L’ABES prépare actuellement le prochain projet d’établissement pour 2012-2015 afin de redéfinir son rôle et ses missions dans un paysage de l’IST complexe où interviennent de nombreux acteurs. De nombreuses consultations sont en cours. Le projet sera voté en novembre 2011.

Quelques axes de réflexion commencent à émerger : l’ouverture des catalogues, le recours aux technologies du web sémantique, le signalement et l’achat de ressources numériques,  une solution mutualisée de  SIGB..

 

Questions/ réponses

La mutualisation des ressources à l’heure de l’autonomie des universités

Les outils sont créés et proposés par l’ABES, mais aucun établissement n’a obligation de les acquérir : la légitimité vient de l’adhésion des établissements du fait de la qualité des outils fournis. Avec la RGPP et la LRU, le poids des établissements se renforce. Il y a un travail d’ajustement et de rééquilibrage : la gouvernance de l’ABES  va évoluer.

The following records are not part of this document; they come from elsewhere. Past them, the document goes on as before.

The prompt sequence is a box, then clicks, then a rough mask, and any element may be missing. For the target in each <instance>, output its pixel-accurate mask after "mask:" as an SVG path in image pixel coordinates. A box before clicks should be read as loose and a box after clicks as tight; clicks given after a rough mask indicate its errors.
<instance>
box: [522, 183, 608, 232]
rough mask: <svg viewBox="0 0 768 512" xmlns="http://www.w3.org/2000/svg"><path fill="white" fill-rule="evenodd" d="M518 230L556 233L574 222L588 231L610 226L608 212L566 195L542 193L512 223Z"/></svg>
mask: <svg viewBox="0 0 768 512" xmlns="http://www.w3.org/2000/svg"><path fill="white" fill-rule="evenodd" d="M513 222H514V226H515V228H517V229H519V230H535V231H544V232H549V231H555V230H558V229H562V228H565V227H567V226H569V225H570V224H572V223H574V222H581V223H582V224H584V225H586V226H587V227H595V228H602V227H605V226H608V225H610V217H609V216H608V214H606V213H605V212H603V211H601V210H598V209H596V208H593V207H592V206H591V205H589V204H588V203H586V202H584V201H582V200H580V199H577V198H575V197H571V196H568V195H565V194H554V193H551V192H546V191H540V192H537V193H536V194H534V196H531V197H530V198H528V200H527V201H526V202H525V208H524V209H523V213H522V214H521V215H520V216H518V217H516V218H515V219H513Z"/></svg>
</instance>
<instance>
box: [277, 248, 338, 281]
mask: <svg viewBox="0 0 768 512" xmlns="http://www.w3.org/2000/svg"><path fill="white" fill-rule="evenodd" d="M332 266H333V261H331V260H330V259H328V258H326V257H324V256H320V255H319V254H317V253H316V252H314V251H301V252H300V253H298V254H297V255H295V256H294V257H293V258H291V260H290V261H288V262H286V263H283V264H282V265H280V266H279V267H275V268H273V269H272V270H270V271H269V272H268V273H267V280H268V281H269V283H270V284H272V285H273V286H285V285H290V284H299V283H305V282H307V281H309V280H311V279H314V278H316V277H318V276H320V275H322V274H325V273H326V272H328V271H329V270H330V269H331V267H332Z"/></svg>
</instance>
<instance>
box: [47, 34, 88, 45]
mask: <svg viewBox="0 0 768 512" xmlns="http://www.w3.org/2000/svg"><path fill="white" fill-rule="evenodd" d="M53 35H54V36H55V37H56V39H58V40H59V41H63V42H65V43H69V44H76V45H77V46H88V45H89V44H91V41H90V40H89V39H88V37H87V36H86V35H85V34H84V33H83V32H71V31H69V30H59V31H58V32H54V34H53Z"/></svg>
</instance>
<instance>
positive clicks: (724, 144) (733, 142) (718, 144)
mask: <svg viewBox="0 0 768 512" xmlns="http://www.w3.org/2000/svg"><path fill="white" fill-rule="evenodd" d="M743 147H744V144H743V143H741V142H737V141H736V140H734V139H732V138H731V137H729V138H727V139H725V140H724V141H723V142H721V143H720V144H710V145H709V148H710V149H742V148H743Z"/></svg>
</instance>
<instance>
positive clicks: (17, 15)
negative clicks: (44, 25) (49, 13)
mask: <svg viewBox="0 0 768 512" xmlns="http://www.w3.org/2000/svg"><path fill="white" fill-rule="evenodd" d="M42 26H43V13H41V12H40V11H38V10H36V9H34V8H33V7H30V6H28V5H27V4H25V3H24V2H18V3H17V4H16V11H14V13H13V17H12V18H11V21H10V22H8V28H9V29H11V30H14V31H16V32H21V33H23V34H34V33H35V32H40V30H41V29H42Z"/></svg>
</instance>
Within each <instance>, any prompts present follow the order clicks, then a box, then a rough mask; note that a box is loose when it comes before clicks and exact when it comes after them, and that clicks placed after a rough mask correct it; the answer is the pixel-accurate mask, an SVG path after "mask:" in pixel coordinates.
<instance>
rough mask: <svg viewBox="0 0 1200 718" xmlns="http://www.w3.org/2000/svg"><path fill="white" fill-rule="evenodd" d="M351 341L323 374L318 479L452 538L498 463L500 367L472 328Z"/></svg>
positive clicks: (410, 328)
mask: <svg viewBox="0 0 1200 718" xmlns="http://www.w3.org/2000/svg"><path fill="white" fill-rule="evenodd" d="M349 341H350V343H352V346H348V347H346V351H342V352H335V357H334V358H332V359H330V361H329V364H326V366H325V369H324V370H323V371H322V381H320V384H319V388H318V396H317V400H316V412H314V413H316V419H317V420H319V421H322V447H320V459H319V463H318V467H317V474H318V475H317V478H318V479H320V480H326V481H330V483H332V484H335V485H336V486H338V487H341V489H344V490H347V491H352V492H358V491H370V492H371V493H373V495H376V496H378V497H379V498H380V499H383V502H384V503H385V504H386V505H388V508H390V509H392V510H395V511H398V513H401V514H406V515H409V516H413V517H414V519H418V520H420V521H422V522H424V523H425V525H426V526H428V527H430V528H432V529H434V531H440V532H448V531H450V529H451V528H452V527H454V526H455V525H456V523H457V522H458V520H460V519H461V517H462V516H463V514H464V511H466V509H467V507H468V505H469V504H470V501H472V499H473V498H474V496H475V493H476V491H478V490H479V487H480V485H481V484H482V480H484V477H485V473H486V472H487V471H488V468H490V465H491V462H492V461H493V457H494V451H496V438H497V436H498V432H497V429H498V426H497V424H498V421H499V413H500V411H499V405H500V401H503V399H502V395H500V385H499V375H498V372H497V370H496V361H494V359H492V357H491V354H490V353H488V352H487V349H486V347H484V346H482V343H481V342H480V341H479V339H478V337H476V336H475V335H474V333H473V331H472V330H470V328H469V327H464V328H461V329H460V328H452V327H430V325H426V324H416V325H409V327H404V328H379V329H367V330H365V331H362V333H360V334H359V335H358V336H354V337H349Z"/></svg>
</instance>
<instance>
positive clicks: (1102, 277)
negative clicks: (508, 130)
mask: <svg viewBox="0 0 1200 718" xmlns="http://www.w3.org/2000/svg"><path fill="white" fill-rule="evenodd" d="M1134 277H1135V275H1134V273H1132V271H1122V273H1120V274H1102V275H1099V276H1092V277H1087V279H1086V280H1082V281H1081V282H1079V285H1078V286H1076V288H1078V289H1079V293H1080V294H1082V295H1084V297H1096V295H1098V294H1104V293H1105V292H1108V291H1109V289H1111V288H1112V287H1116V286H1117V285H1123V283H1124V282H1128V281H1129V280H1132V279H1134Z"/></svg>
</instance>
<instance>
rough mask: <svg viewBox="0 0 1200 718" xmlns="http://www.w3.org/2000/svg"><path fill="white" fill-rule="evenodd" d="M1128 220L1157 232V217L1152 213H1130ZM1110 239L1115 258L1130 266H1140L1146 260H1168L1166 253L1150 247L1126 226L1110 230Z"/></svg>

La présence des chercheurs est également importante pour alimenter la réflexion.

 

Le grand emprunt

De multiples projets ont été discutés. L’Abes participe à un projet Idex : achat d’archives et plate-forme d’agrégation.

Ce projet, s’il est accepté, viendrait abonder  le budget consacré à l’acquisition de licences nationales.

 

Le financement de l’Abes

Les établissements contribuent à hauteur d’1/3 du budget de l’ABES, principalement pour les licences Sudoc.. L’Abes facture aussi  des frais de gestion aux universités pour les groupements de commandes de ressources numériques.

Calames a été développé sur fonds propre, la maintenance, les évolutions et l’animation du  réseau reposent sur des ressources existantes. Le portail des thèses est financé par le MESR.

 

 

Evolution des formats des SIGB – RDA

Le RDA (Resource Description and acess) est un beau concept, un nouveau code de catalogage qui succèderait à Marc mais RDA pose des questions majeures dans sa mise en œuvre et a des incidences sur les systèmes locaux.

Les formats Marc sont paralysants aujourd’hui et ne permettent pas l’ouverture sur le web mais tous nos outils sont basés sur ce format.

 

Comment les catalogues sont-ils produits ?

Les notices ont de multiples provenances :

-          création par les  catalogueurs ;

-          achats de notices (OCLC, ISSN etc.. ) ;

-          cession à titre gratuit des notices BnF.

Les bibliothèques réclament la possibilité de réutiliser librement ces données, produites par des opérateurs publics, et de pouvoir les échanger entre elles. Elles dénoncent les restrictions imposées par les fournisseurs de notices à l’échange de ces notices.